October 6, 2022 • 5 min read

End-to-end data pipeline tests on Databricks

Rédigé par Pierre Courgeon

Pierre Courgeon

Data pipeline testing is evolving quickly but there is still a big gap to bridge with software engineering best practices. In this article, we will see how to implement an end-to-end test of a Databricks Job and what have been the positive and negative impacts on my project.

The 2 types of tests

First, let's do a small recap on data pipelines and tests. As this article explains, there are 2 types of tests for data pipelines:

  • Data quality tests: their goal is to test the quality of the data. For instance, you can test that a column "price" has only values greater than zero. These tests are run every time the data pipeline is run. You can perform data quality tests with tools like dbt, Great Expectations, or custom code.
  • Standard tests: their goal is to test the code logic. These tests are run every time the codebase is modified. Unit tests and end-to-end tests are part of this category. Most of the time, a data pipeline can only run on cloud-based products like Databricks or a Data Warehouse. In that case, off-the-shelf frameworks like Pytest cannot be used so you need custom code.

Now, let's see how to implement an end-to-end test on a Databricks job. (If you want to know how to do unit tests on Databricks, read this article about Databricks Delta Live Tables

Our data pipeline

We use a Databricks Job called “my_pipeline_job” to load data from the “raw” Mongo database, perform transformations, and finally save the tables into the “clean” Databricks database.

Data pipeline on Databricks

Each task of “my_pipeline_job” is a notebook located in our remote repository on GitHub (see Git integration with Databricks if you want to know more).

Finally, note that we deploy our job using a CI/CD tool.
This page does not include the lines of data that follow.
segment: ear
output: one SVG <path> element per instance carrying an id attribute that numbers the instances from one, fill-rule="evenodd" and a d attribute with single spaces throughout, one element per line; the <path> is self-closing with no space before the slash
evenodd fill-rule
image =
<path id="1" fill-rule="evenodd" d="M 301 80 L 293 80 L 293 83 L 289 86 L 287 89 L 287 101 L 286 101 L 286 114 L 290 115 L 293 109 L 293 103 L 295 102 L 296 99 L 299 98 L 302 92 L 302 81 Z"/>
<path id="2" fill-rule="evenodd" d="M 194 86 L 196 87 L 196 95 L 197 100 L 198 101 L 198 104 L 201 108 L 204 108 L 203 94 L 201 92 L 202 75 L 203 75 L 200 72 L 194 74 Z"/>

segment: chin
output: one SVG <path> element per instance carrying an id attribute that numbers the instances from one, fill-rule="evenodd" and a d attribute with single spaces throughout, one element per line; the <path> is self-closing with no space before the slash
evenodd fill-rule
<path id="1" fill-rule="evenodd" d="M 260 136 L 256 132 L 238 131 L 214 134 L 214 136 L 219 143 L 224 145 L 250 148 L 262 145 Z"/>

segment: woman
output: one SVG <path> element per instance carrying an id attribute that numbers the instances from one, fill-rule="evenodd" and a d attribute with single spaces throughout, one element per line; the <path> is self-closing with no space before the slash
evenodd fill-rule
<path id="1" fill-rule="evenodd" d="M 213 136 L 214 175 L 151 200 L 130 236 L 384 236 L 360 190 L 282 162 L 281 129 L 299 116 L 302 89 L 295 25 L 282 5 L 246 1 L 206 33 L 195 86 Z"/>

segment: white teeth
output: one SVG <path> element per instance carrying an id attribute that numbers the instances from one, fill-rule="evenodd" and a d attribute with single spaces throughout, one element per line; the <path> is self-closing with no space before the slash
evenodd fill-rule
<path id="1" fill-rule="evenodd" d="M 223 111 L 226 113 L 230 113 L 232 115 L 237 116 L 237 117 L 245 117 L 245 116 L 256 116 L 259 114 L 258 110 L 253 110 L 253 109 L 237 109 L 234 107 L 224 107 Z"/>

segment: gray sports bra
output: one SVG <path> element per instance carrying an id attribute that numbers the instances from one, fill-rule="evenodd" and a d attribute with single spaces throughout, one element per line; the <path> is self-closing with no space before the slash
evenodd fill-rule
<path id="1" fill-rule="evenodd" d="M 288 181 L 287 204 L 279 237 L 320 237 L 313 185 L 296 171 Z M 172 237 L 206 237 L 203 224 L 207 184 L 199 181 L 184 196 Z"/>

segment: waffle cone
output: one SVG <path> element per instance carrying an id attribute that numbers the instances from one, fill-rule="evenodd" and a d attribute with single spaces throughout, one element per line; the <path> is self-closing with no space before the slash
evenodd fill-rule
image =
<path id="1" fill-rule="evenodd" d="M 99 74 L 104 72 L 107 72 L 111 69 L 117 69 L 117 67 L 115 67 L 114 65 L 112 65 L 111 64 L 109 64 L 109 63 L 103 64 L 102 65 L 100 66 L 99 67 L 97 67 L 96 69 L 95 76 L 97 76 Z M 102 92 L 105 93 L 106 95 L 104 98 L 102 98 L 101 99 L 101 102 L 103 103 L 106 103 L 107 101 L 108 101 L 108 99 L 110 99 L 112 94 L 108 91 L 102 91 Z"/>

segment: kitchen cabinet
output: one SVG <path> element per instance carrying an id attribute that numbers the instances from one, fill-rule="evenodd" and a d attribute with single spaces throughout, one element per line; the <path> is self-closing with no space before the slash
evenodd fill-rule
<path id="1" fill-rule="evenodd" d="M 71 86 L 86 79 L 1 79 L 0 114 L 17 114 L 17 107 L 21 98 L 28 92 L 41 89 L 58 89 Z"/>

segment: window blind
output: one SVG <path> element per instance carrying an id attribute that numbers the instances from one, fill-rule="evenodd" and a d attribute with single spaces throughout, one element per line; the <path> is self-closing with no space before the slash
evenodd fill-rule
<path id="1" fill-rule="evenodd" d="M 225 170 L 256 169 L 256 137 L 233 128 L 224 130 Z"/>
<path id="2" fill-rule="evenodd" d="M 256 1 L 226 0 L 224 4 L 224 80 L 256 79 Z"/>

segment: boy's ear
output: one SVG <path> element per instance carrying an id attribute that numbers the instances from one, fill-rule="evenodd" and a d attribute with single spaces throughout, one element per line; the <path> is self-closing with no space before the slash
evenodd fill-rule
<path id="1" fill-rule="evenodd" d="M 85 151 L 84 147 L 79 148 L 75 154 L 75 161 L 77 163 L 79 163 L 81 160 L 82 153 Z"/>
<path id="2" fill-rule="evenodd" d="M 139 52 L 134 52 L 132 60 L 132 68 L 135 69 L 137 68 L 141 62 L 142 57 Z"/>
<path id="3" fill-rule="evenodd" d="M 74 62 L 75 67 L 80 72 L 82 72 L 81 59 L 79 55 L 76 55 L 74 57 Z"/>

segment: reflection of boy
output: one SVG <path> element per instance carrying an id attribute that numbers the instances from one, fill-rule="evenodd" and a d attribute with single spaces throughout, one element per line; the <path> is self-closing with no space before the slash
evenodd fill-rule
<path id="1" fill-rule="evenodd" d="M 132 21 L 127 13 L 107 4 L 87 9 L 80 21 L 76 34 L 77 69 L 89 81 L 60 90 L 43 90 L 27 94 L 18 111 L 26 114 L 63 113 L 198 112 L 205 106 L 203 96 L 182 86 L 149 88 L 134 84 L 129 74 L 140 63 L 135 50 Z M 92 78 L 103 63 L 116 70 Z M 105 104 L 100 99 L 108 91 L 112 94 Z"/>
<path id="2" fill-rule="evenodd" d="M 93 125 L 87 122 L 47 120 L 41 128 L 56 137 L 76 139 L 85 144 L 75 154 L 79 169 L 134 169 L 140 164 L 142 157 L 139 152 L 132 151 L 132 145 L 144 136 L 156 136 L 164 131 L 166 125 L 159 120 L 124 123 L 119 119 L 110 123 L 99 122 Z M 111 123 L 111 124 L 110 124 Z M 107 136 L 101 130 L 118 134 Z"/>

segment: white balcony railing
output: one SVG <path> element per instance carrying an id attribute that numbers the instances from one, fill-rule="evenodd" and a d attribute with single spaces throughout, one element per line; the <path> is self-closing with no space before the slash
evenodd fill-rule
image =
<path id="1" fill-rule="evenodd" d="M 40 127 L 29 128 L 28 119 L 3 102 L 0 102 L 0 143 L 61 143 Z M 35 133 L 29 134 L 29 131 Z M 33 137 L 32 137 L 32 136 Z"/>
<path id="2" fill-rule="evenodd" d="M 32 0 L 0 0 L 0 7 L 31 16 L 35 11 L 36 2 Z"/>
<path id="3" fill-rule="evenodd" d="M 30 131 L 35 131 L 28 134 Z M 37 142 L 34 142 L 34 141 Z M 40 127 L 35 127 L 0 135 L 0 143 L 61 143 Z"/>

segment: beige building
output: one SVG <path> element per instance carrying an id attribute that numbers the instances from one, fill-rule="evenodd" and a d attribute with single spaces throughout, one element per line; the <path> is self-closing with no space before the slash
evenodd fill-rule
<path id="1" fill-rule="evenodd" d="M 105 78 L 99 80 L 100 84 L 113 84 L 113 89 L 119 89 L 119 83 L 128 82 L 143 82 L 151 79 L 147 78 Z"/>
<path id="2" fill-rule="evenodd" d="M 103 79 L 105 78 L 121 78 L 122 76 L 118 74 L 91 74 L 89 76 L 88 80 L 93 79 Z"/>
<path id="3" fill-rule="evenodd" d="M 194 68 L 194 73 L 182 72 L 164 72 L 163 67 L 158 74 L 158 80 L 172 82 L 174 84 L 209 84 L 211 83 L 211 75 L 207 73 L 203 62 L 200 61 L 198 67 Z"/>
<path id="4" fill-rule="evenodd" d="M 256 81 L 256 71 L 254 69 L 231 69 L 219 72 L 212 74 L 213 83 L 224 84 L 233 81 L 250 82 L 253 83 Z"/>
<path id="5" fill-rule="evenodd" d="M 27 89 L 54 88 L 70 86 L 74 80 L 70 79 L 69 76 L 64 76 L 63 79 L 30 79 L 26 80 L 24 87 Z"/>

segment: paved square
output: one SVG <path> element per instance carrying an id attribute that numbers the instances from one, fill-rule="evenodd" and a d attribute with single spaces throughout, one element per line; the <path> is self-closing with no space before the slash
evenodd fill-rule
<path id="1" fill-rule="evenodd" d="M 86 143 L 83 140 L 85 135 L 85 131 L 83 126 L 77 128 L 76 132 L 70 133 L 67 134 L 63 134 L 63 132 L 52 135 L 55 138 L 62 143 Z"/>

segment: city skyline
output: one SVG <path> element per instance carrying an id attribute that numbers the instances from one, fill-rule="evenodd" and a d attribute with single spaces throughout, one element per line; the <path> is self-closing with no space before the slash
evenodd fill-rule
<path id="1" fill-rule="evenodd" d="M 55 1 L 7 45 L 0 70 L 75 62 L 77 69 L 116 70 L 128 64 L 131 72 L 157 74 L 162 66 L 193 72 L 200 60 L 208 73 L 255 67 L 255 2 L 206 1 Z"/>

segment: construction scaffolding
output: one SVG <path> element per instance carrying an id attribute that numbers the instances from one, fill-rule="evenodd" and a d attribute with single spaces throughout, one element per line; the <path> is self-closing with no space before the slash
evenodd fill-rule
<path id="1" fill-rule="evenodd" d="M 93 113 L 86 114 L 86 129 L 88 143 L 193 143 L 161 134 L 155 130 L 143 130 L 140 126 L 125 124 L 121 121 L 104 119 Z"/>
We chose Jenkins but it could have been any other CI/CD tool (GitHub Actions, GitLab, …).

What do we want to achieve?

Let’s say we create a branch named “feature_1”, then modify the codebase and finally open a pull request (pr_0001) on the “dev” branch.
This pull request triggers an end-to-end test of “my_pipeline_job in order to test the code of the “feature_1” branch. We want this end-to-end test to run on Databricks and test everything from reading from Mongo to writing into the “clean” database. It consists of the 3 following steps (see schema below):

  1. Run “pr_0001_init_test_job” which writes input data (that we previously defined in the code like it would be done for a unit test) into the “pr_0001_raw” Mongo database
  2. Run “pr_001_my_pipeline_job” so that it reads data from “pr_0001_raw” and creates tables in the “clean” database
  3. Run “pr_0001_assert_test_job” which asserts that “clean” tables are equal to the expected “clean” tables (that we previously defined in the code)
End-to-end test of a Databricks job

Why is everything prefixed by “pr_0001”?

It is important to note that we created new databases and jobs, all prefixed by the pull request id (here “pr_0001”) because we do not want to override the actual jobs and data! Plus, if someone else opens another pull request, let’s say “pr_0002”, we don’t want that pull request to override the data and jobs generated by the “pr_0001”.

Implement end-to-end tests step by step

1. Create a branch

First, create a branch and open a pull request on the “dev” branch. Let’s say that the pull request id is “pr_0001”.

2. Write input data into Mongo

We need to create a Mongo database named “pr_0001_raw” and its tables.

  • First, create a notebook named “init_test_notebook”. In order to be able to use this notebook for other pull requests (e.g. pr_0002_raw), we will parameterize it using Databricks widgets. Below is the notebook pseudo code:
  • Commit the notebook to your GitHub repository
  • Then, create a job named “pr_0001_init_test_job” which is only composed of “init_test_notebook
  • Configure the job to use the “init_test_notebook” located in our GitHub repository in the “feature_1” branch.
  • Finally, run the job with the following parameter: {“pr_id”: “pr_0001”}

You should now have a Mongo database named “pr_0001_raw” with the tables you have defined in your notebook.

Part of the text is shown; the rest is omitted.